Illinois has gone 22-months without a spending plan. In that time, public colleges and universities have scraped by on infrequent payments from the state. Many schools have also had to cover the cost of MAP grants for low-income students.
The event was organized by teachers unions including the University Professionals of Illinois and other organizations that advocate for education.
Bill Thompson, President of Western Illinois University’s UPI chapter, said Western has been hit hard by the state budget impasse. “It’s not like, oh if we don’t do something soon terrible things will occur,” Thompson said. “No, terrible things have already occurred.”
Thompson noted last year’s layoffs, the ongoing employee furloughs, and the number of staff and professors who have left the university for jobs elsewhere. “You don’t want to lose that many young faculty because that’s the future of your institution right there,” Thompson said.

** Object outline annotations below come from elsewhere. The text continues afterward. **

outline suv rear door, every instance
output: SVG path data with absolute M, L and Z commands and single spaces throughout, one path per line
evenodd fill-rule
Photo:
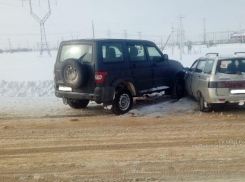
M 144 45 L 141 43 L 127 43 L 129 66 L 136 88 L 139 92 L 152 88 L 152 63 L 147 60 Z
M 155 46 L 147 45 L 146 49 L 153 70 L 153 87 L 169 86 L 171 70 L 168 61 Z
M 87 80 L 86 85 L 81 86 L 79 88 L 74 88 L 73 91 L 84 93 L 94 92 L 94 71 L 92 66 L 94 61 L 93 51 L 93 42 L 65 42 L 61 44 L 54 67 L 57 90 L 60 90 L 59 86 L 66 86 L 64 78 L 62 79 L 62 74 L 65 74 L 65 70 L 63 70 L 62 68 L 66 64 L 66 61 L 68 61 L 69 59 L 74 59 L 77 62 L 79 62 L 80 65 L 86 67 Z

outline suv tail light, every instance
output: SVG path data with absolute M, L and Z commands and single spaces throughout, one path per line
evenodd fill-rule
M 244 81 L 208 82 L 208 88 L 242 88 Z
M 56 78 L 55 78 L 55 70 L 54 70 L 54 72 L 53 72 L 53 77 L 54 77 L 54 81 L 56 80 Z
M 95 72 L 95 83 L 103 83 L 106 75 L 106 71 Z

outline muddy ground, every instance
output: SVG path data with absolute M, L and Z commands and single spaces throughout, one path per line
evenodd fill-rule
M 189 99 L 153 99 L 115 116 L 56 98 L 0 104 L 1 182 L 245 180 L 244 107 L 200 113 Z

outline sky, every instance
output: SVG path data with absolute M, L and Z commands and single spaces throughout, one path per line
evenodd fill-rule
M 31 0 L 41 19 L 48 0 Z M 40 5 L 39 5 L 40 2 Z M 173 30 L 177 40 L 180 16 L 185 40 L 200 41 L 205 31 L 245 30 L 245 0 L 50 0 L 45 22 L 47 42 L 93 38 L 146 39 L 166 42 Z M 40 24 L 30 14 L 30 1 L 0 0 L 0 49 L 33 48 L 40 44 Z

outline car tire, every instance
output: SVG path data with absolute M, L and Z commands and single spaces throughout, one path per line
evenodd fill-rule
M 172 98 L 180 99 L 184 96 L 185 93 L 185 84 L 184 80 L 181 78 L 176 78 L 174 81 L 173 89 L 172 89 Z
M 128 89 L 119 89 L 112 102 L 112 112 L 116 115 L 125 114 L 132 109 L 133 96 Z
M 67 103 L 73 109 L 82 109 L 87 107 L 89 100 L 68 100 Z
M 202 94 L 200 93 L 200 96 L 199 96 L 199 109 L 201 112 L 208 112 L 210 111 L 210 107 L 206 108 L 205 105 L 204 105 L 204 97 L 202 96 Z
M 61 78 L 66 86 L 79 88 L 86 85 L 88 81 L 88 70 L 86 65 L 77 59 L 67 59 L 61 65 Z

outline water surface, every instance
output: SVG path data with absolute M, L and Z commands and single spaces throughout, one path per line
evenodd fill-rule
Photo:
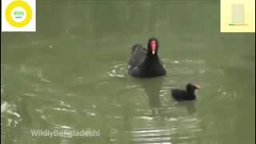
M 220 33 L 219 2 L 40 1 L 36 33 L 2 33 L 1 142 L 255 142 L 255 35 Z M 127 74 L 130 48 L 160 42 L 162 78 Z M 172 88 L 198 84 L 178 103 Z M 31 130 L 99 130 L 34 137 Z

He said two buses will take about 70 people from Macomb to Springfield for the rally. He said the first bus should be back in time to allow professors to make their evening classes.

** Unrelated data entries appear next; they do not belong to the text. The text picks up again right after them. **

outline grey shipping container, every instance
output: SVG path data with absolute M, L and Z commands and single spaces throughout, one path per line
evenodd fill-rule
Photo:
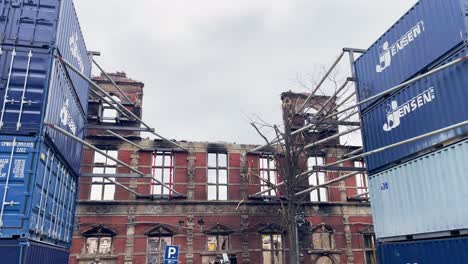
M 466 57 L 458 50 L 442 64 Z M 468 61 L 428 76 L 398 91 L 362 113 L 364 149 L 372 151 L 468 120 Z M 407 143 L 366 158 L 370 173 L 392 167 L 403 159 L 468 133 L 468 126 Z
M 418 1 L 356 60 L 359 100 L 420 74 L 459 47 L 468 37 L 467 10 L 468 0 Z
M 0 1 L 0 44 L 56 48 L 81 73 L 91 75 L 91 61 L 72 0 Z M 68 74 L 86 111 L 89 85 L 75 72 Z
M 376 237 L 468 229 L 468 140 L 370 176 Z

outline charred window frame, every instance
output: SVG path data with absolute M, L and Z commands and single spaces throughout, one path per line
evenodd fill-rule
M 117 158 L 118 151 L 104 149 L 101 150 L 106 155 L 113 158 Z M 101 155 L 98 152 L 94 152 L 93 159 L 93 174 L 116 174 L 117 163 L 107 156 Z M 115 180 L 115 177 L 109 177 L 111 180 Z M 92 177 L 91 182 L 91 194 L 90 200 L 103 201 L 103 200 L 114 200 L 115 195 L 115 184 L 103 177 Z
M 111 97 L 117 102 L 119 103 L 121 102 L 120 98 L 116 96 L 115 94 L 111 94 Z M 108 99 L 108 101 L 110 101 L 114 107 L 118 107 L 118 105 L 112 102 L 110 99 Z M 103 123 L 116 123 L 117 122 L 117 118 L 119 118 L 119 112 L 114 107 L 110 106 L 106 102 L 102 103 L 101 120 Z
M 354 167 L 364 168 L 364 161 L 354 161 Z M 356 190 L 357 194 L 363 194 L 369 191 L 369 182 L 367 179 L 367 175 L 364 172 L 356 175 Z
M 82 233 L 85 237 L 85 253 L 107 255 L 112 253 L 113 237 L 117 233 L 103 225 L 98 225 Z
M 271 188 L 271 184 L 277 185 L 280 183 L 280 175 L 278 170 L 278 162 L 272 154 L 262 154 L 258 158 L 258 173 L 260 177 L 260 190 L 265 191 Z M 277 196 L 276 189 L 272 189 L 262 194 L 265 197 Z
M 171 189 L 174 187 L 174 152 L 154 151 L 152 157 L 152 175 L 158 181 Z M 156 181 L 151 181 L 151 194 L 157 196 L 171 196 L 172 191 Z
M 334 250 L 335 249 L 335 231 L 332 227 L 319 224 L 312 229 L 312 248 L 314 250 Z
M 208 200 L 228 199 L 228 154 L 208 152 L 207 196 Z
M 313 170 L 315 166 L 325 165 L 325 157 L 313 156 L 307 159 L 308 170 Z M 309 185 L 317 186 L 327 181 L 327 173 L 317 171 L 309 176 Z M 310 192 L 311 202 L 328 202 L 328 187 L 320 187 Z
M 262 263 L 283 264 L 283 236 L 278 233 L 261 234 Z
M 229 235 L 233 232 L 233 230 L 221 224 L 208 228 L 204 232 L 206 235 L 206 250 L 215 253 L 228 251 L 230 246 Z

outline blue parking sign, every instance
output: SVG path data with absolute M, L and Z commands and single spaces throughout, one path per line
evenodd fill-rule
M 179 246 L 166 246 L 164 250 L 164 264 L 179 263 Z

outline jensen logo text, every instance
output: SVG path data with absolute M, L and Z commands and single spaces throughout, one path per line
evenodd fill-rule
M 376 72 L 383 72 L 392 64 L 392 58 L 395 57 L 401 50 L 411 44 L 424 32 L 424 21 L 420 21 L 406 32 L 397 42 L 390 46 L 386 41 L 379 47 L 379 64 L 375 67 Z
M 397 101 L 392 101 L 390 105 L 387 106 L 387 121 L 383 125 L 383 130 L 385 132 L 392 131 L 392 129 L 400 125 L 403 117 L 433 102 L 435 99 L 434 87 L 431 87 L 400 106 L 398 106 Z

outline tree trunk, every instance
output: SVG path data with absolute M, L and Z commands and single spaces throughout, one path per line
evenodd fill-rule
M 284 122 L 284 143 L 285 143 L 285 166 L 284 172 L 288 183 L 287 187 L 287 236 L 289 244 L 288 264 L 299 264 L 299 249 L 298 249 L 298 234 L 296 224 L 297 204 L 295 199 L 295 186 L 296 186 L 296 159 L 293 153 L 293 139 L 291 137 L 291 109 L 283 106 L 283 122 Z
M 299 264 L 299 243 L 296 224 L 295 202 L 288 202 L 288 243 L 289 243 L 289 264 Z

The rally kicks off at 11:00 a.m. in the Capitol Rotunda, where rally goers will share how the impasse has affected them, their research, students and schools.
After that, they will rally at the park outside the capital building.
Thompson said the state needs to pass a state budget that prioritizes spending for higher education.
“We want people to stop leaving Western, we want students to stop leaving Western, we want faculty to stop leaving Western, we want staff to stop leaving and we want students to start coming back and we want the university to hire the faculty that they need to hire and the staff that they need to hire," he said.
WIU spokeswoman Darcie Shinberger said the more people advocating for higher education in Springfield, the better. But she said anyone who goes should claim it as a personal day off.
Thompson called the rally, “One of the biggest teaching moments of the year.” He said that by participating educators are teaching their students not to be passive citizens.